Interview der Klasse 8a mit Bürgermeister Hr. Uwe Töpfer

“Jede Gemeinde bekommt den Bürgermeister, den sie verdient”

Interview der Klasse 8a mit Hr. Töpfer vom 30.01.2014

1. Sehen Sie den Umgang mit den Medien eher positiv oder eher negativ?

Das ist eine einfache Frage, die aber schwer zu beantworten ist. Wenn man ein langfristiges politisches Engagement anstrebt, sollte man Vertrauen in die Medienvertreter haben. Mein Grundprinzip ist es bei der Wahrheit zu bleiben, wenn ich mit der Presse spreche. Das ist hier in Marienheide primär das Radio und die Lokalzeitung. Mit diesen Medien sollte man eine Vertrauensbasis als Bürgermeister anstreben. Es gibt aber auch viele Politiker, die Stress mit den Medien haben.

2. Wie wird man Politiker?

Zuallererst: Es gibt keine wirklichen Voraussetzungen, außer mindestens 23 Jahre alt und EU-Bürger zu sein. Gut ist natürlich eine juristische oder kaufmännische Ausbildung. Ich selbst bezeichne mich nicht als Politiker, sondern als Chef des Rathauses. Meine Hauptaufgabe ist die Weiterentwicklung der Gemeinde. Das ist viel Lobbyarbeit, um Geld für die Gemeinde zu bekommen. Ich sehe mich nicht in erster Linie als Parteipolitiker.

3. Warum gibt es in Marienheide so eine hohe Geschäftsfluktuation?

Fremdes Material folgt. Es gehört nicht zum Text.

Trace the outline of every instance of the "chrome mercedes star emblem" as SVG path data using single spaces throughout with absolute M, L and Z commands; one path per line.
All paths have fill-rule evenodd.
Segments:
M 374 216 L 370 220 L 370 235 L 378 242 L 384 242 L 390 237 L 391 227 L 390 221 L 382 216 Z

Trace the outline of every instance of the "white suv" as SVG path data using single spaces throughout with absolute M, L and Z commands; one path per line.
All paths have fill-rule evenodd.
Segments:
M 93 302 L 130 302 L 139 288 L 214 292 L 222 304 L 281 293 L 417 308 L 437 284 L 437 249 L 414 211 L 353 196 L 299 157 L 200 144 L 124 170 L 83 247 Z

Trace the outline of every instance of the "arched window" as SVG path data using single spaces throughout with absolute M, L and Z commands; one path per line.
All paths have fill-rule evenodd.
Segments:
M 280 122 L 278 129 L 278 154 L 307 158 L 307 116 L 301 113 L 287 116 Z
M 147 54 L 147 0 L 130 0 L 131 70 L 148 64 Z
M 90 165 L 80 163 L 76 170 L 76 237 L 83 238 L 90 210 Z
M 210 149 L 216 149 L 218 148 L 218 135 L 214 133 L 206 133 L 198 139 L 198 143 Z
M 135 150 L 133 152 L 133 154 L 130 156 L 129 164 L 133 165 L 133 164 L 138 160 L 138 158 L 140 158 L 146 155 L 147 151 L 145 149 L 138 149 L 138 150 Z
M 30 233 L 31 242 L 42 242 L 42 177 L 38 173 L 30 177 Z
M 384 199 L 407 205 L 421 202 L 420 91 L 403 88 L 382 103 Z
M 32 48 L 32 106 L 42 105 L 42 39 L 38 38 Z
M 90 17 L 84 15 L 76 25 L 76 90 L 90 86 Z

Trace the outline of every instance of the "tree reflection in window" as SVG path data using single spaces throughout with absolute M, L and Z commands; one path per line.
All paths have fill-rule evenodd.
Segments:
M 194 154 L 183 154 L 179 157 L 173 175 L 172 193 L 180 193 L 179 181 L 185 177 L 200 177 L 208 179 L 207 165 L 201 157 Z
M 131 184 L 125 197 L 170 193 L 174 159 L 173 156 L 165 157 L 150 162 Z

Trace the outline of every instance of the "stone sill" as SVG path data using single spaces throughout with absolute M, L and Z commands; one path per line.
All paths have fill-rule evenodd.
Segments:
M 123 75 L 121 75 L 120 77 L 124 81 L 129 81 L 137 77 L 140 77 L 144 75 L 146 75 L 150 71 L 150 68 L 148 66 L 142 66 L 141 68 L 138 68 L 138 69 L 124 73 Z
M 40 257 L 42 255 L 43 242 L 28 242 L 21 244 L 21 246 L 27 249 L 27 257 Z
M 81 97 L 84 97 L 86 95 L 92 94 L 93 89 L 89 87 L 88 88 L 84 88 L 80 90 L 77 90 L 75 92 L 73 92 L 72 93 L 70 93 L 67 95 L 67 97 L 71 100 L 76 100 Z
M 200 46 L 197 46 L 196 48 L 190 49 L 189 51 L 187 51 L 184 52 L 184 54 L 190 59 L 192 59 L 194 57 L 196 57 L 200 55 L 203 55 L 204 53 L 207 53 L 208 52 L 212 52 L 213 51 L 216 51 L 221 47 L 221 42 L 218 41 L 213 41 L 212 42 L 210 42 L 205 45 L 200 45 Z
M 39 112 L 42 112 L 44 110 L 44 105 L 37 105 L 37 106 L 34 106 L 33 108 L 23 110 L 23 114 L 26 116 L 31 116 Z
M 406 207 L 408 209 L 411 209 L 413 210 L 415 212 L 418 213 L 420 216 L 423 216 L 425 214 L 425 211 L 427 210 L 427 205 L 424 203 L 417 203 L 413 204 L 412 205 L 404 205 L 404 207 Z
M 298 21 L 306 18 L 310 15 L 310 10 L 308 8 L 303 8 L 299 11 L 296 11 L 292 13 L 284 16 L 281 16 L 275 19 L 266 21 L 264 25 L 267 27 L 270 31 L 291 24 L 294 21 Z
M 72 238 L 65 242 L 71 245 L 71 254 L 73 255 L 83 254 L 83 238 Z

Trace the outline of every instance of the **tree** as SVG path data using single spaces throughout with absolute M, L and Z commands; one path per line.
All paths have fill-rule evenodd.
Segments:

Das Problem ist in Marienheide nicht größer als anderswo: Das Internet verändert das Konsumverhalten, viel wird online gekauft, dadurch veröden die Innenstädte. In Marienheide gibt es primär inhabergeführte Geschäfte. Das bedeutet, dass den Besitzern oft auch das Haus gehört, in dem sich das Ladenlokal befindet. Größere Firmen hingegen siedeln sich in Marienheide nicht an. Die Gemeinde ist dafür zu klein. Douglas z.B. eröffnet nur Filialen ab 20000 Einwohner in einem bestimmten Umkreis.

4. Was ist die Haupteinnahmequelle von Marienheide?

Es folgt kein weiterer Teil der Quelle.